My 8 year old grandson is a different story.  I use to hold, hug, and love-on-him all the time.  Now he's very selfconscious about hugging men.  I vow to keep hugging him for the rest of my life.

By the way, your daughter is a little doll.  Her hair and smile are breathtaking.


----------



## TheBishop (Sep 16, 2011)

BANDERSNATCH said:


> as it is mine...
> 
> i'm particularly proud of how everyone is ignoring Bishop's "only shot at immortality" comment.



Wow does anyone else want to call me out in this thread?


----------



## stringmusic (Sep 16, 2011)

TheBishop said:


> Wow does anyone else want to call me out in this thread?



Bishop!!


----------



## TheBishop (Sep 16, 2011)

I knew I could count on you string!


----------



## TripleXBullies (Sep 18, 2011)

It was a quick shot. I'm not worried. Thanks HF and String for not dragging it on as is normal for all of us. Thanks to all of you for keeping it clean.

So, Ronnie, you're like 93? LOL... sorry... I hope to have a boy and experience that one day. I FEAR grandchildren at this point.... Their father will get a true hazing. 

Again, thanks for all the comments everyone. Her tooth hasn't come out yet, but it will soon.. She hoped the tooth fairy (yeah, yeah) would bring her $100... WHAT????


----------



## rjcruiser (Sep 19, 2011)

TripleXBullies said:


> Again, thanks for all the comments everyone. Her tooth hasn't come out yet, but it will soon.. She hoped the tooth fairy (yeah, yeah) would bring her $100... WHAT????

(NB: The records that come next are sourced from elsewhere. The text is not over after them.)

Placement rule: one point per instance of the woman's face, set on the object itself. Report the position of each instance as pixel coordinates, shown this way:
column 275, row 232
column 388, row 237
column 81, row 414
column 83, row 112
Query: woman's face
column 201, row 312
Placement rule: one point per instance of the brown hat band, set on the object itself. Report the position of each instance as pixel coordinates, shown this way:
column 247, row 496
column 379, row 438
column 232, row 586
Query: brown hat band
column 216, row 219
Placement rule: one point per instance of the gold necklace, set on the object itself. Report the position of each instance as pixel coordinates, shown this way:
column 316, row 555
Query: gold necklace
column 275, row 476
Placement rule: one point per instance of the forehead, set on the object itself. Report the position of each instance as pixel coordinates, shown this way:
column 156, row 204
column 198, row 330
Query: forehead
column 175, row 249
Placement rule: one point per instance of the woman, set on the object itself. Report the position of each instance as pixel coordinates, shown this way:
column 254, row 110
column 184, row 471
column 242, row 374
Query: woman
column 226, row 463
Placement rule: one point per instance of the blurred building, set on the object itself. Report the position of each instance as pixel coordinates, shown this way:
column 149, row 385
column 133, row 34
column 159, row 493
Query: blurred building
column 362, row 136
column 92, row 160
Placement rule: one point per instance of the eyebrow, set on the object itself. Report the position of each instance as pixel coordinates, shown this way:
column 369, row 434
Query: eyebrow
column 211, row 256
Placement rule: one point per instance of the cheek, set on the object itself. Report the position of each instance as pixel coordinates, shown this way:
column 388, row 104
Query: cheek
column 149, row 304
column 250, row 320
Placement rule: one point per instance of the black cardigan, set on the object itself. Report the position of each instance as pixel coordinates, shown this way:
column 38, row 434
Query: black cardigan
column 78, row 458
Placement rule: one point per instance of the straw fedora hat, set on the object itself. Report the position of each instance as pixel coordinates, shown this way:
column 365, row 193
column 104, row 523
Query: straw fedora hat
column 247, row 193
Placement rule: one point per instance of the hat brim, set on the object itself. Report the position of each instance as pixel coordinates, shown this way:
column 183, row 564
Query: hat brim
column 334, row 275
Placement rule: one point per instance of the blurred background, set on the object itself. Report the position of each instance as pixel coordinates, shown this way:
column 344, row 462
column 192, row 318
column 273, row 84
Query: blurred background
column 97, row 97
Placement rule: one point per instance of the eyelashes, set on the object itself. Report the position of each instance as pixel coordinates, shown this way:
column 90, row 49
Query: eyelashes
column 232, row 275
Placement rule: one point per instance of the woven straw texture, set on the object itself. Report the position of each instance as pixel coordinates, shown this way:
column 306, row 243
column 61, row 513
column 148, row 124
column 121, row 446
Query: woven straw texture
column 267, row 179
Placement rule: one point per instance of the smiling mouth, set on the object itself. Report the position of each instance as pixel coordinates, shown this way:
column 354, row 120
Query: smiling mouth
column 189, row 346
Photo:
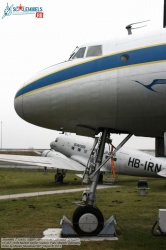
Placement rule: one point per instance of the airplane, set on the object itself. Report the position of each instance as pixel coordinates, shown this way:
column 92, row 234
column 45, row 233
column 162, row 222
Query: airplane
column 116, row 86
column 72, row 152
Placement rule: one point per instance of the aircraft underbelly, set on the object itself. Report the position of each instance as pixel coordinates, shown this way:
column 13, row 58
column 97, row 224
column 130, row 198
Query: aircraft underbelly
column 56, row 107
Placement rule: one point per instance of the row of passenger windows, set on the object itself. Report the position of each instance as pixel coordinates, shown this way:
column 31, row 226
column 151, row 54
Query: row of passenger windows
column 91, row 51
column 79, row 149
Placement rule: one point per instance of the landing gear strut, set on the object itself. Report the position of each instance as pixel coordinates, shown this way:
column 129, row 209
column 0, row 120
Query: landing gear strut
column 87, row 219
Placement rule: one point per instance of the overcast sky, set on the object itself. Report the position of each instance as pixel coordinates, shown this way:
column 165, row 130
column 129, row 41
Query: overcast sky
column 29, row 44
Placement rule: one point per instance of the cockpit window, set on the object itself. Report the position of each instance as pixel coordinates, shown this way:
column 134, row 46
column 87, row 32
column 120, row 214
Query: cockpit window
column 79, row 53
column 94, row 51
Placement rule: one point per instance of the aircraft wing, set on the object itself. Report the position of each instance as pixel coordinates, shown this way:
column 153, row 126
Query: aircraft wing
column 60, row 161
column 162, row 173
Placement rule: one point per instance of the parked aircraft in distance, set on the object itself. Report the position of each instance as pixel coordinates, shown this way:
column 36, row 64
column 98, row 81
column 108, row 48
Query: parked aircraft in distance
column 72, row 152
column 116, row 86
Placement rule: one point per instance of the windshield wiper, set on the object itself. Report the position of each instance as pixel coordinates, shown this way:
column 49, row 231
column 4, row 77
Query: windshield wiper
column 73, row 53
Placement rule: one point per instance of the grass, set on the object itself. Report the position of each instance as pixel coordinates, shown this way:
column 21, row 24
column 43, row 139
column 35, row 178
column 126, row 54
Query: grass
column 29, row 217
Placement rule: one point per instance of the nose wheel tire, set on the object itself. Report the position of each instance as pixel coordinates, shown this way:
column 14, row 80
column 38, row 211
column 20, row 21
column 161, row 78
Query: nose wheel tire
column 88, row 221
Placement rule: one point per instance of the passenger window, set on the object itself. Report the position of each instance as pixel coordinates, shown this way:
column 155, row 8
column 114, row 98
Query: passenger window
column 79, row 53
column 94, row 51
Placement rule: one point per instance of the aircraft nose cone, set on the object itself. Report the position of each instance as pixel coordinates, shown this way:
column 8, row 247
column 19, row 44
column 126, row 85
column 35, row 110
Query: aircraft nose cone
column 18, row 105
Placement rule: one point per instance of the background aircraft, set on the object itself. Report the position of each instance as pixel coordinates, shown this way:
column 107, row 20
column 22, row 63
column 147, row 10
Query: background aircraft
column 72, row 152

lol.  The way my daughter lost her two front bottom teeth...they were both a little loose.  Went to Grandma's house and was playing with play doh but couldn't get the lid off.  Used her teeth to open it up and wa la...both popped out.

She got a $5 for the first one and so far, $1 after that.


----------



## hummdaddy (Sep 19, 2011)

beautiful little girl you have there ...enjoy every minute of it , i know i do with my 3 1/2 year old son ... he changed my world when he was born , as i am sure she did yours...it is amazing the knowledge they soke up in such a short period of time...


----------



## stringmusic (Sep 19, 2011)

TripleXBullies said:


> It was a quick shot. I'm not worried. Thanks HF and String for not dragging it on as is normal for all of us. Thanks to all of you for keeping it clean.
> 
> So, Ronnie, you're like 93? LOL... sorry... I hope to have a boy and experience that one day. I FEAR grandchildren at this point.... Their father will get a true hazing.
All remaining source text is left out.